Saturday, 19 March 2011

A Short Rant About "Unique Selling Points"

In the games industry, there is always some requirement for a new game to have a USP, which is something that sets it apart from other games.  This seems like a good idea at first, but it pretty much always just manifests itself as some pointless gimmick such as the ability to shoot round corners/slow down time a bit/have trousers that turn to jam.  Every time I describe that I'm making a game to a fellow gamer, people tend to ask "Ooh, what's the USP?".  To which I would like to reply "That's a bad question" and slap them.  However, it's generally a bad idea to attack your potential customer base.

I think all this attention on USPs takes attention away from what is genuinely important about a game, and that is is it actually good?  If that's the case, it doesn't really matter much if it has a USP or not, because USPs don't necessarily make a game either good or bad.  In fact, I think feeling the need to try and explicitly crowbar a USP into every single game may well harm the development of some games.

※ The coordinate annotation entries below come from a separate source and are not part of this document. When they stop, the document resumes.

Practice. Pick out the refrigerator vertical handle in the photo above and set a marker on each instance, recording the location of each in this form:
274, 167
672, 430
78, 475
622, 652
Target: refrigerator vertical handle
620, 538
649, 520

Another thing that the USP idea doesn't take into account is that novelty can appear at lots of different levels within a game.  For example, it could be a completely generic FPS but with amazingly novel level design and very well designed challenges, but because it doesn't feature Jam Trousers it's somehow seen as Not As Novel.

As a good case study, look at the original Half Life.  I've thought about it, and I can't really think of anything that could be considered a USP.  You play a man fighting against an alien horde (ooh, novel!), with plenty of shooting (yawn) and platforming (double yawn).  Of course, what made Half Life an amazing game was a mixture of the story, the atmosphere, the level design and well, pretty much everything.

Anyway, I think my main point here is that concentrating on USPs is a bad idea that may be used to prematurely judge the quality of a game.

If you're thinking that all of this is bollocks, then luckily Juggernaut has a pretty good USP :P

General Progress Update

This is just a general update, alas without any particularly exciting images.  I should have some updated screenshots soon, though. 

Control/AI Improvement

After spending a few hours remembering how to do control theory and Laplace Transforms, I did some significant upgrades to the Proportional + Differential controllers that are used to determine the rotational behaviour of the player and enemy ships. The parameters for the controllers are now calculated appropriately for each ship, thus leading to much better behaviour when rotating to the current target direction (less overshoot and faster damping).

I've also started to do a bit of preliminary work on the swarm mechanics.  One of the main issues here is how to efficiently identify the neighbouring Scourge ships when you could have around 2000 in play simultaneously (leading to around 2000000 naive distance calculations to calculate all neighbours).  I'm currently considering some kind of dynamic histogram-based binning method.

GUI work

I've also been doing a lot of work on some of the required (and slightly non-exciting) GUI aspects of the game.  The most important in-game GUI is the Ship Editor, where you can upgrade existing ship components and add new ones that you've scavenged.  This allows your ship to grow and improve over the course of the game (which is the main RPG aspect) as you add better shields/power generators/weapons etc.   Over the entire game, you will progress from being terrified of facing a single Scourge ship to being able to fend off a swarm of hundreds or thousands.